Monday, February 17, 2014

Raby article

This blog post will be focused around quotes from the article "A Tangle of Discourses: Girls Negotiating Adolescence" by Rebecca Raby.

"While heavily regulated, teenagers are also in the contradictory position that they are supposed to be beginning their ‘prime’ of life, in this culture that idolizes and celebrates youth" (Raby 430-431).
I think we can all agree that at least part of the reason that 'teenagehood' became a rite of passage that has turned into a stereotype is because of Western culture's obsession with youth. However, the sense of envy (I'm really struggling with a word to describe my thought) that society feels toward teens also has a huge counter from all the negative stereotypes. All these conflicting feelings being focused so heavily on teens surely aren't doing anything to prevent them from internalizing stereotypes or to help them overcome the 'monstrosity the have become' so to speak. Put 'em down and keep 'em down.

"Again we see a paradox within the discourse, in that teens are supposed to acquire their independence and identity through the neo-liberal freedom of spending. Yet for many Western teenagers, they are not spending their own money but their parents’ (Chisolm et al., 1999). And what does this mean for young people who have no money at all? Or for those young people in the developing world who labour to produce many of the goods that Western teens are buying?" (Raby 437)
While Raby does pepper her article with discussion of class, there is no discussion of huge class disparities.

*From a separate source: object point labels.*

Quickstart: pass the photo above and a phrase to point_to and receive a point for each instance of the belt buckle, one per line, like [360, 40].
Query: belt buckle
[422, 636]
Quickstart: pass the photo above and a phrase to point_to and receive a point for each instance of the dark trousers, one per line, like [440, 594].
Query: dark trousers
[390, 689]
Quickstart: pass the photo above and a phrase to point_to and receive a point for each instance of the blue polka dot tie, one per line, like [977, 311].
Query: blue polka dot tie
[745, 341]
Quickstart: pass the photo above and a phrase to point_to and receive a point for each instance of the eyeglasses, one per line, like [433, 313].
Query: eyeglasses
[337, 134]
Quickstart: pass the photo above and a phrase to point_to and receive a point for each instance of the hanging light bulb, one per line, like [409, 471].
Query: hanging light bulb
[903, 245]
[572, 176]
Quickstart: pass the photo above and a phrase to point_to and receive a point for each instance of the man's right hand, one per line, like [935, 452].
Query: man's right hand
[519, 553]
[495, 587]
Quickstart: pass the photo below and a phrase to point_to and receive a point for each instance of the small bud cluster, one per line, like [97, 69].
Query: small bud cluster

Some of the teens she interviews are attributed to 'lower class' by Raby's subjective standard, but none of these teens are hungry or on the streets. The fact that they are participants in this survey already connotes a sense of privilege. Even more Othered than the typical middle-class teen (almost all of them self-identified as middle class) are teens who are impoverished and force to turn to illegal and/or immoral means to provide for themselves and their families. I believe that these people, moreso than the interviewees, are the group that are characterized as the 'social problem.' I'd be interested to see a study in which impoverished teens are interviewed about how they feel about their characterization as a social problem.

"Agency can be viewed as a product of both the discursive formations in which we are embedded, and the fissures within such discursive formations that allow for insight and therefore resistance" (Raby 442). 

This, to me was the most interesting part of the entire article. Raby spends time explaining how teens are Othered by society through their actions and perceived naivete. However, what many may not think to contemplate is a teenager's agency over their actions. At least one of the teenage girls interviewed (Vienna) says she believes teenagers rebel because it is what society expects them to do. While this may be true to some extent, Raby also argues that teenage rebellion can also be a conscious act of resistance. Raby's position counters her subjects' perception of teen-dom (many of the positions in the article characterize teens as an Other, even testimonies from the teens themselves) and instead gives power to the agent. Teenage rebellion as a trope neglects the notion that teenagers can still objectively identify power structures and consciously (not a result of hormones, immaturity, etc.) act against them.